I'm working on a project where I have to parse excel files for a client to extract data. An odd thing is popping up here: when I parse a date in the format of 5/9 (may 9th) in the excel sheet, I get 39577 in my program. I'm not sure if the year is encoded here (it is 2008 for these sheets).

Are these dates the number of days since some sort of epoch?

Does anyone know how to convert these numbers to something meaningful? I'm not looking for a solution that would convert these properly at time of parsing from the excel file (we already have thousands of extracted files that required a human to select relevant information - re-doing the extraction is not an option).


DateTime.FromOADate (if you're using .NET) is the method you want. Excel dates are stored as doubles. If you have dates in the first two months of 1900 you might get bit by the Excel 1900 leap year bug.
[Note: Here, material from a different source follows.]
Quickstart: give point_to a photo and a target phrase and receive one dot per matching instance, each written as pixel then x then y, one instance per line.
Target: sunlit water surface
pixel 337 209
From http://msdn.microsoft.com/en-us/library/system.datetime.fromoadate.aspx:

Double-precision floating-point number that represents a date as the number of days before or after the base date, midnight, 30 December 1899. The sign and integral part of d encode the date as a positive or negative day displacement from 30 December 1899, and the absolute value of the fractional part of d encodes the time of day as a fraction of a day displacement from midnight. d must be a value between negative 657435.0 through positive 2958466.0.

Excel stores dates as the number of days since 0-JAN-1900 (so 1-JAN-1900 would have a value of "1"). You can find a really good breakdown of how Excel handles dates and times here:

Dates And Times In Excel

When dates appear on screen in Excel as "5/9", "May 9th", or some such, it is a trick of the formatting and is not representative of the underlying data value. It sounds like your parsing program is pulling the underlying value, not the formatted date. In order to suggest a fix, though, I need to know what your parsing program is (Excel macro, formula, outside code, etc.).